Latar Belakang
Depok, Jawa Barat – Proses rehabilitasi jembatan Serong mendapat perhatian khusus setelah bendungan jebol merusak pondasi jalan secara drastis. Proyek ini, yang tercatat dalam APBD Depok, menjadi langkah darurat untuk mengatasi krisis infrastruktur yang berdampak pada mobilitas warga.
Fakta Penting
Menurut sumber terpercaya di Dinas Pekerjaan Umum dan Perumahan Rakyat (PUPR) Depok, rehabilitasi jembatan ini ditargetkan selesai sebelum akhir tahun. Namun, kondisi darurat setelah bendungan jebol menambah tekanan pada proses pelaksanaan. “Dampak dari musibah ini tidak hanya pada jembatan, tetapi juga pada sistem drainase dan jalan raya sekitar,” ujar sumber tersebut.
Dampak
Kebutuhan akan rehabilitasi jembatan ini tidak hanya untuk memulihkan akses transportasi, tetapi juga untuk mencegah kemacetan yang lebih parah di wilayah Depok.
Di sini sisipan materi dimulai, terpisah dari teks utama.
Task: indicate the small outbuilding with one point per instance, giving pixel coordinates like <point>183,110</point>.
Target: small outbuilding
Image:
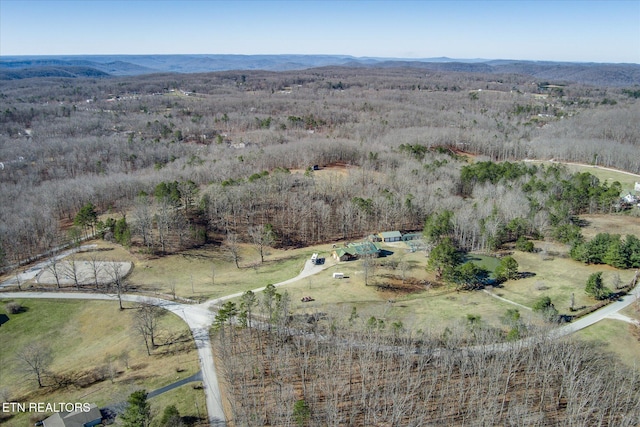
<point>390,236</point>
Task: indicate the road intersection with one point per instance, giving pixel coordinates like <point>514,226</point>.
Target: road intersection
<point>200,317</point>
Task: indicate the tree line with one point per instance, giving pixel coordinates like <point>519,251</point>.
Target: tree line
<point>325,370</point>
<point>65,143</point>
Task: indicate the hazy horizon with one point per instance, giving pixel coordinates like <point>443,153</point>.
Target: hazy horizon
<point>566,31</point>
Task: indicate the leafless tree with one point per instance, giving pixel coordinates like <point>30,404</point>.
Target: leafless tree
<point>55,270</point>
<point>35,359</point>
<point>115,271</point>
<point>71,271</point>
<point>261,237</point>
<point>232,245</point>
<point>146,322</point>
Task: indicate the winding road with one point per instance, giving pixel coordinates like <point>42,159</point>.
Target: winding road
<point>199,318</point>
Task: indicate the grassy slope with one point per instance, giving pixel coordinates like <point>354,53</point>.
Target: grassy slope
<point>81,334</point>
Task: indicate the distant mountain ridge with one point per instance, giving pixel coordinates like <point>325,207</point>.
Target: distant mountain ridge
<point>17,67</point>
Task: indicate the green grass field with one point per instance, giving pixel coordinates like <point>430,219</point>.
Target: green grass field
<point>82,335</point>
<point>614,336</point>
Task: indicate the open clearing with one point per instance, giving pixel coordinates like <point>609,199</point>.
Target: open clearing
<point>83,273</point>
<point>88,339</point>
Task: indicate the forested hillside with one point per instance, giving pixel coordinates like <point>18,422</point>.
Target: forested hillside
<point>191,157</point>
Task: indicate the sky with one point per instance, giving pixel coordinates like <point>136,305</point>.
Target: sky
<point>581,31</point>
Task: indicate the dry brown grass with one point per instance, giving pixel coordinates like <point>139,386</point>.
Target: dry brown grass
<point>82,335</point>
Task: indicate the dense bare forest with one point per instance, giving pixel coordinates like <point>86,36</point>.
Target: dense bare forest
<point>191,157</point>
<point>363,372</point>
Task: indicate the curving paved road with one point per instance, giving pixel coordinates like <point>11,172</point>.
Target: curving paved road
<point>200,317</point>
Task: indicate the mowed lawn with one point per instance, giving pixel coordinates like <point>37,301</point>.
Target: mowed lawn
<point>558,278</point>
<point>208,272</point>
<point>83,336</point>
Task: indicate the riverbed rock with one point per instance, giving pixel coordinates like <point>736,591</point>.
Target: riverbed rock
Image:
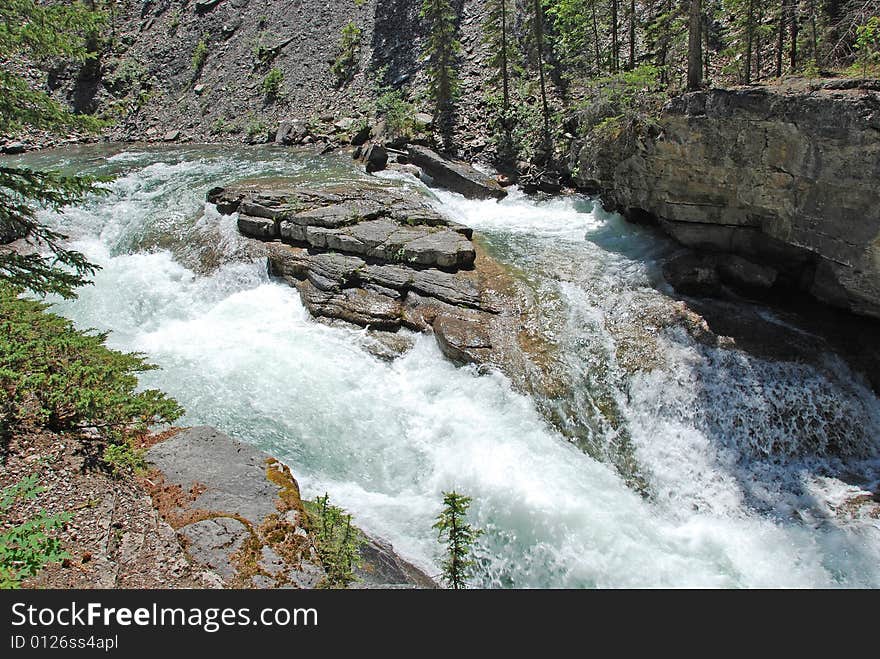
<point>374,156</point>
<point>785,178</point>
<point>291,132</point>
<point>455,175</point>
<point>238,513</point>
<point>380,257</point>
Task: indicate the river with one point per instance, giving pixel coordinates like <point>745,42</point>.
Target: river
<point>716,468</point>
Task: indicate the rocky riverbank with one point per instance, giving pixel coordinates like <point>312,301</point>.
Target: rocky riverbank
<point>776,184</point>
<point>211,512</point>
<point>380,257</point>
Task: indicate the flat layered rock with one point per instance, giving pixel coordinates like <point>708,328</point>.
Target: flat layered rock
<point>383,259</point>
<point>238,513</point>
<point>372,222</point>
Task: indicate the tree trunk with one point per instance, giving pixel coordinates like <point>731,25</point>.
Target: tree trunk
<point>632,34</point>
<point>780,44</point>
<point>596,40</point>
<point>706,50</point>
<point>695,46</point>
<point>815,38</point>
<point>539,37</point>
<point>505,82</point>
<point>750,38</point>
<point>615,43</point>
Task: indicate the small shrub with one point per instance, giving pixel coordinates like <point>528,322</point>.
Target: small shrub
<point>256,131</point>
<point>459,538</point>
<point>55,376</point>
<point>28,547</point>
<point>221,126</point>
<point>272,83</point>
<point>398,112</point>
<point>123,459</point>
<point>336,540</point>
<point>174,23</point>
<point>200,55</point>
<point>868,43</point>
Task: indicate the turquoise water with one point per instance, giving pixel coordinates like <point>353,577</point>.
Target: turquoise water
<point>723,505</point>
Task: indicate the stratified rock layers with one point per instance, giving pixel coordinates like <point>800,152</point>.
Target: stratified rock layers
<point>784,179</point>
<point>380,257</point>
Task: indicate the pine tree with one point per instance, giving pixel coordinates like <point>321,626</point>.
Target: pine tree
<point>498,31</point>
<point>441,53</point>
<point>695,46</point>
<point>34,32</point>
<point>460,537</point>
<point>538,27</point>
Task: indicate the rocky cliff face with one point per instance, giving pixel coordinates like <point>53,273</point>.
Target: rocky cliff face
<point>785,178</point>
<point>193,70</point>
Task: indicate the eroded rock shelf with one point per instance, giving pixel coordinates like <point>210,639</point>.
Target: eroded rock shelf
<point>382,258</point>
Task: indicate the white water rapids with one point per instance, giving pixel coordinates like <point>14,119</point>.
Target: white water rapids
<point>240,352</point>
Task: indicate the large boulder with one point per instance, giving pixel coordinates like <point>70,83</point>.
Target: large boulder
<point>785,178</point>
<point>238,513</point>
<point>455,175</point>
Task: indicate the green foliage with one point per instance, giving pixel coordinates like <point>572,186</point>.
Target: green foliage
<point>346,62</point>
<point>575,42</point>
<point>123,459</point>
<point>867,43</point>
<point>337,541</point>
<point>441,52</point>
<point>22,192</point>
<point>459,538</point>
<point>629,90</point>
<point>398,112</point>
<point>54,376</point>
<point>26,548</point>
<point>174,23</point>
<point>272,83</point>
<point>200,56</point>
<point>263,54</point>
<point>256,131</point>
<point>39,32</point>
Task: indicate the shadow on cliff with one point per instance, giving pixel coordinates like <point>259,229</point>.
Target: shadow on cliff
<point>398,39</point>
<point>395,43</point>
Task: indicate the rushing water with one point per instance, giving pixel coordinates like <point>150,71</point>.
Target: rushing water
<point>738,490</point>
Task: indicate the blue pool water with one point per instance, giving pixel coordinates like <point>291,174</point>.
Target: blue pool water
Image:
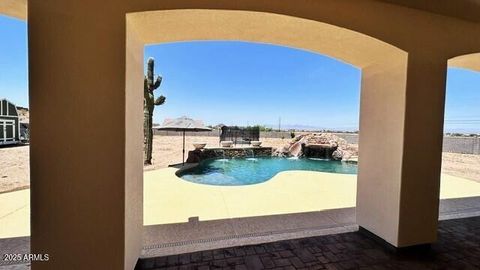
<point>248,171</point>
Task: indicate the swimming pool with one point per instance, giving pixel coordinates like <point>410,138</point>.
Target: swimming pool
<point>248,171</point>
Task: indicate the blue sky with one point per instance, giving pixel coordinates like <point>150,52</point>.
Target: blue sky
<point>247,83</point>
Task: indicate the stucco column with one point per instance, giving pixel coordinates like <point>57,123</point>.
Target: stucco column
<point>86,138</point>
<point>401,131</point>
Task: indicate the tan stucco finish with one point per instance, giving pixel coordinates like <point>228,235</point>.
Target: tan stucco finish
<point>86,57</point>
<point>14,8</point>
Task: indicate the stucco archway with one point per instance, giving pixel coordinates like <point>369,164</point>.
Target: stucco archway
<point>401,196</point>
<point>383,67</point>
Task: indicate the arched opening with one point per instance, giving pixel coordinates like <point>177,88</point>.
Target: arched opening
<point>461,145</point>
<point>396,193</point>
<point>383,82</point>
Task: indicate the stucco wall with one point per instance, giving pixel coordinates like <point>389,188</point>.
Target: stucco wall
<point>86,183</point>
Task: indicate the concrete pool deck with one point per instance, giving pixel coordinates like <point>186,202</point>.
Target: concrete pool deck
<point>169,199</point>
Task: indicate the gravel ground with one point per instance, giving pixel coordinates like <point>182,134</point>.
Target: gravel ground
<point>14,166</point>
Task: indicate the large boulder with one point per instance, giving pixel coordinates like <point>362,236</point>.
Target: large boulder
<point>325,145</point>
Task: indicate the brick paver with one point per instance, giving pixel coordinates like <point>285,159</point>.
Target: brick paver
<point>458,247</point>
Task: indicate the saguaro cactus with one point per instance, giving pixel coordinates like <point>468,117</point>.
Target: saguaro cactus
<point>149,103</point>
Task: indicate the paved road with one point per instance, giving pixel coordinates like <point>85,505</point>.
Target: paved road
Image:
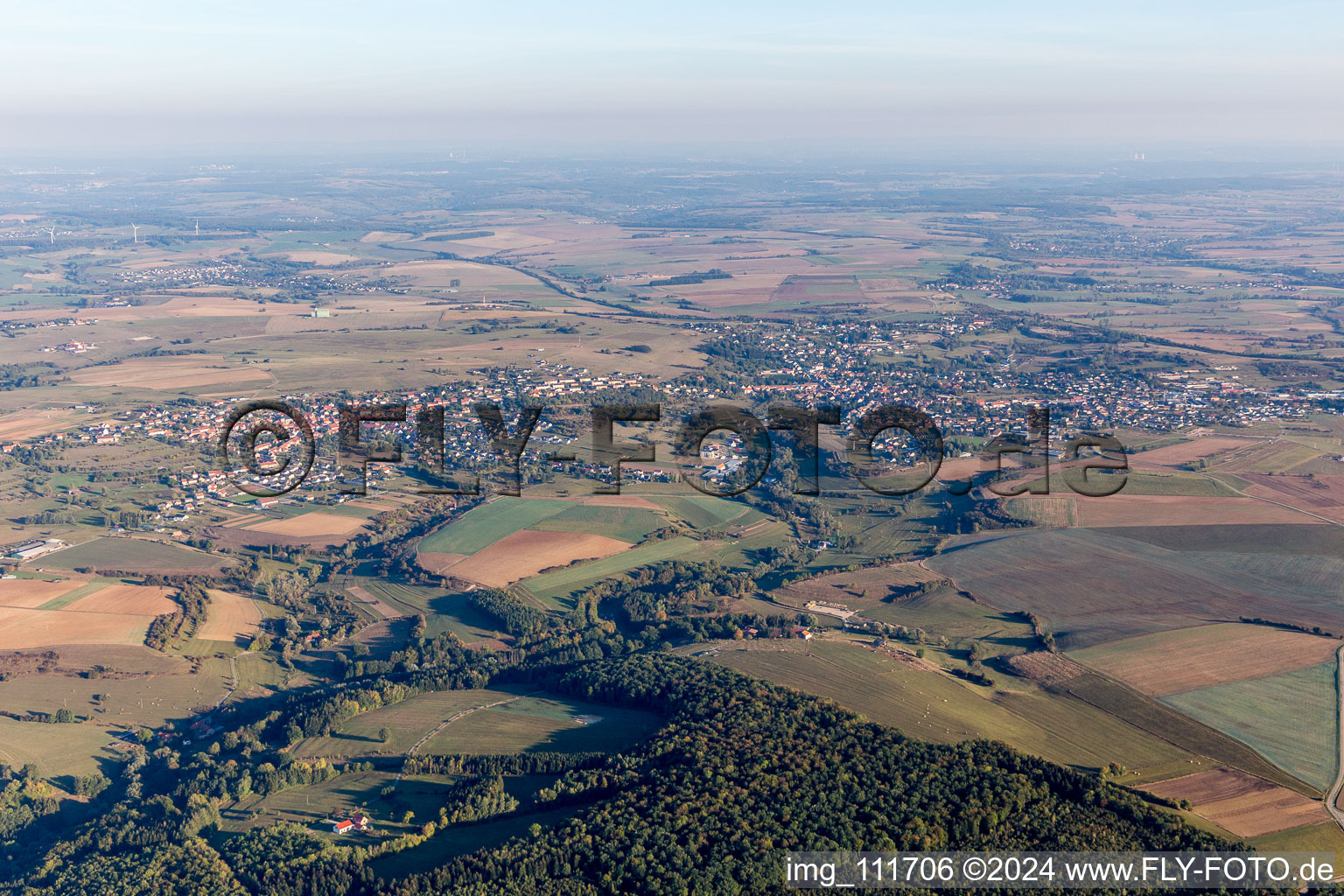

Warga pun menunggu hasil proyek ini dengan harapan infrastruktur yang lebih tangguh di masa depan.
Penutup
Rehabilitasi Jembatan Serong menjadi simbol upaya pemerintah Depok dalam mengatasi masalah infrastruktur yang kompleks. Dengan target rampung sebelum akhir tahun, proyek ini diharapkan dapat memberikan solusi jangka panjang bagi masyarakat. Namun, pertanyaan yang muncul adalah, apakah ini langkah yang cukup untuk mencegah bencana serupa di masa depan?